通常、独自性が強いと、仮に目立ったとしても「売れない」と思われがちだ。独自性の強い商品・サービスは作り手の自己満足にすぎない、儲かる商品をつくるには、ユニークさやかっこよさなどに蓋をするものだ、と。事実、「こんな尖った、ニッチなもの、誰が買うんだ?」と会議で却下された経験もあるだろう。このように多くの場合、独自性と市場性は二律背反的に捉えられている。「尖りすぎると売れない」という思い込みが、私たちのアイデアづくりを妨げているのだ。
独自性と市場性がトレードオフの関係にあることは否定しない。しかし、実のところこの2つは両立できる。もっと言うと両立させるものである。両立ができれば、あなたのアイデアは無双モードに突入する。他者のアイデアと似ることも、上司に潰されることも、会議での無難な空気に負けることもない。実現まで漕ぎつければ、ヒットに導くことも、業界をざわつかせることも、社会にインパクトを与えることもできる。「尖っていて売れる」つまり、独自性と市場性が両立しているアイデアこそが、本書が目指す「すごいアイデア」である。
アイデアには「公式」がある
本書は新たな商品やサービスを企画・開発するビジネスパーソンのために、アイデアづくりの根幹を解説するものである。特徴は、アイデアのつくり方を「公式」にした点だ。無駄な要素を削ぎ落として、身につければ誰でも使うことができることを意図している。公式と言っても数字や記号を用いた数式ではない。一目瞭然で理解できるように、単純化して図示することにこだわった。もしよければ、これ以降の頁をざっとのぞいてみてほしい。その図を眺めるだけでも、本書の要点が理解できるはずだ。本書を著した背景を理解してもらうために、簡単に自己紹介させてほしい。
私の夢は建築家であった。建築学科のある大学に進学し、大学院も含めると6年間建築漬けの日々を送った。好きな勉強を好きなだけ学ぶことができる学生生活は、人生で最も幸せを感じた時間のひとつだった。その一方で残酷な現実も待ち受けていた。それは、絵が壊滅的に下手であったことだ。

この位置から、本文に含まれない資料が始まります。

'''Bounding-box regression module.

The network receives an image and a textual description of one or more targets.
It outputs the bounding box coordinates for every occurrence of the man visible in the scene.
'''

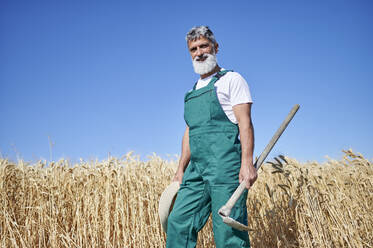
[166,26,257,248]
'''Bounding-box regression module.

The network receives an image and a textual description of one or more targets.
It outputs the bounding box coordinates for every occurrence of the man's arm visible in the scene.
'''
[172,126,191,184]
[233,103,257,189]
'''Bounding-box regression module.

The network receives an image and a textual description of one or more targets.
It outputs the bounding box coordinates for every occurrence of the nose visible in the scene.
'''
[196,47,203,57]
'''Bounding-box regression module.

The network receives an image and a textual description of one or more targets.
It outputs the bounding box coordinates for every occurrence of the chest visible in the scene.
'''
[195,80,231,106]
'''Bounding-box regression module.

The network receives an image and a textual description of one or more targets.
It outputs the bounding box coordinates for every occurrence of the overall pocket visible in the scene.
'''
[184,90,213,127]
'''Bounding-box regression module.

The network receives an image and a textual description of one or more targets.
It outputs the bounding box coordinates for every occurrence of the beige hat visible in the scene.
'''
[158,181,180,232]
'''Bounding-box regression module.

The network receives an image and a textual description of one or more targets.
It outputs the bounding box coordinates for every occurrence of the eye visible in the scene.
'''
[190,47,197,52]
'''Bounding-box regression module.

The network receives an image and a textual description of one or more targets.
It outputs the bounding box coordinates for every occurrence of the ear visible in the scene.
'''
[214,43,219,54]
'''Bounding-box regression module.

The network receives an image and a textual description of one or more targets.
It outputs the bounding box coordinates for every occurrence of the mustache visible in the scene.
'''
[194,54,209,62]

卒業後は、幸運にも建築設計事務所に勤めることができた。しかし、このままでは分が悪いことを身を以って体験し、建築家を諦め、経営コンサルタントの道に進んだ。絵が下手であることを克服するより、私の長所であるアイデアで勝負しようとしたのだ。
その後紆余曲折があり、現在はkenmaというデザイン会社を起業し、ビジネスデザイナーという肩書で仕事をしている。日々求められるのは、クライアントが思いつかない一点突破のビジネスアイデア。そこで私の武器となっているのが、本書の公式である。
駆け出しの時期は、自身の勘や感覚に頼って発想していたため、アイデアの質に大きなバラツキがあった。スムーズに発想できるときはよいが、できないときは生活に支障をきたすほどだった。この状態から抜け出すためには、再現性のある方法の模索が不可欠であった。めざしたのは、単純かつ再現性のある方法。10年にわたって少しずつ確立し、ようやく体系化することができたのが本書の内容である。
この方法は、才能や感性、センスを問わない。むしろ、発想に自信がない人にこそ、向いている方法かもしれない。アイデアづくりに悶絶しているあなたの救世主になることができれば幸いである。